For multi-document workloads, `detect_batch` fans out across cores via rayon **and releases the GIL** while running — so concurrent Python threads can do other work and scale-out on ThreadPoolExecutor behaves as expected:

```python
docs = ["The cat sat", "Die Katze sitzt", "Le chat est assis", "El gato está sentado"]

results = detector.detect_batch(docs)              # list[Output]
detailed = detector.detect_detailed_batch(docs)    # list[Detailed]

for o in results:
    print(o.top())
```

On a 1000-paragraph batch (Leipzig news, avg 84 words each, 8-core M-series), `detect_batch` is **~3.5× faster** than calling `detect()` in a Python loop — 90 ms → 26 ms. On 1870 short titles it's **~5× faster** (16 ms → 3 ms) since rayon setup amortizes better over dict-hit-heavy tokens.

Batches smaller than 4 fall back through the normal per-call path so there's no small-batch regression.
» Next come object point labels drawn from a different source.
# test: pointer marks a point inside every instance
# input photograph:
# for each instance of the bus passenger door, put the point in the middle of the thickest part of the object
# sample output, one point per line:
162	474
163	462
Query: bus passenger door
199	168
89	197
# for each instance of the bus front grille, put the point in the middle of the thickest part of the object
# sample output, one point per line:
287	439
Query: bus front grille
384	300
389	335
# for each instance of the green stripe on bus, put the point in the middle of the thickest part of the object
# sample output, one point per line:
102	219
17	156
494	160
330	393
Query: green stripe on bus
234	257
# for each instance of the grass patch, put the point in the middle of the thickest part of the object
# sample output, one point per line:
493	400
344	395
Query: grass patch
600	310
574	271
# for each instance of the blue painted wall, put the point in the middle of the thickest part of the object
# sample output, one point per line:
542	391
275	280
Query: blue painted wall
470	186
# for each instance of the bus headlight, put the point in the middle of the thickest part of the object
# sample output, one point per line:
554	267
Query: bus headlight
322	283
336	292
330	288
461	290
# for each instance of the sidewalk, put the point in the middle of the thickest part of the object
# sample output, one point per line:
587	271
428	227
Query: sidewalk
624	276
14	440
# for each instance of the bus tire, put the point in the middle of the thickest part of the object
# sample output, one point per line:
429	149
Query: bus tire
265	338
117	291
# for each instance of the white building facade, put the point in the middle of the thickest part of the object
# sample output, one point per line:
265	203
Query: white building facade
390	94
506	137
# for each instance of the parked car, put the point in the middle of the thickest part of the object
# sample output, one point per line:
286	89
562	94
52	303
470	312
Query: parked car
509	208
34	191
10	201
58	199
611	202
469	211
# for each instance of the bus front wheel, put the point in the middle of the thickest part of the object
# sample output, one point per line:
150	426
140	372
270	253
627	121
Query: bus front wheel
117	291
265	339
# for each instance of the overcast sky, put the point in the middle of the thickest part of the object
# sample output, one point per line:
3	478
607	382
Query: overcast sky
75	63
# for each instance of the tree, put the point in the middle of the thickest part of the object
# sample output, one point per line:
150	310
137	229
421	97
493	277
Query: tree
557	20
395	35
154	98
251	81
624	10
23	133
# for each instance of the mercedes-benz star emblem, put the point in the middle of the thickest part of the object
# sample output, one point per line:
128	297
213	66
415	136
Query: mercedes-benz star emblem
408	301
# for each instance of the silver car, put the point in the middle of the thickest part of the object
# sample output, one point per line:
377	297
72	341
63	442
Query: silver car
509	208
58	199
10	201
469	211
### Restrict to specific languages

Faster and more confident when you know the input's language set in advance:

```python
detector = Detector(only=["en", "de"])
# or with the builder:
detector = Detector.builder().only(["en", "de"]).build()
```

### Configuration

```python
detector = Detector(
    only=["en", "de", "fr"],       # restrict to a subset
    unknown_threshold=0.25,         # below this => ("?", ...) aka Lang.Unknown
    parallel_threshold=32,          # parallelize per-word work at 32+ tokens (default)
    # set parallel_threshold to a very large number to opt out of rayon entirely
)
```

## Supported languages

| Code | Language | Code | Language |
|---|---|---|---|
| `de` | German | `it` | Italian |
| `en` | English | `nl` | Dutch |
| `es` | Spanish | `pl` | Polish |
| `fr` | French | `pt` | Portuguese |
| `ru` | Russian | `tr` | Turkish |

All 10 languages are bundled — no feature flags to set.

## Type hints

The package ships `.pyi` stubs and a `py.typed` marker (PEP 561):

```python
from papagan import Detector, Lang, Output, WordScore, LangCode, MatchSource

def classify(text: str) -> LangCode:
    lang, _score = Detector().detect(text).top()
    return lang  # typed as Literal["de", "en", ..., "?"]
```

Your type checker (mypy, pyright) will see full signatures for all classes, including the `LangCode` and `MatchSource` Literal types.

## Benchmarks

Measured on Darwin arm64, 2026-04-22. Open fixtures: Tatoeba sentences (CC-BY 2.0 FR) and Leipzig news paragraphs (CC-BY 4.0). `ns/tok` is the per-token rate — the cleanest cross-library comparison since it normalizes out workload size. Full cross-binding matrix and reproduction commands live in the [repository README](https://github.com/suleymanozkeskin/papagan#benchmarks).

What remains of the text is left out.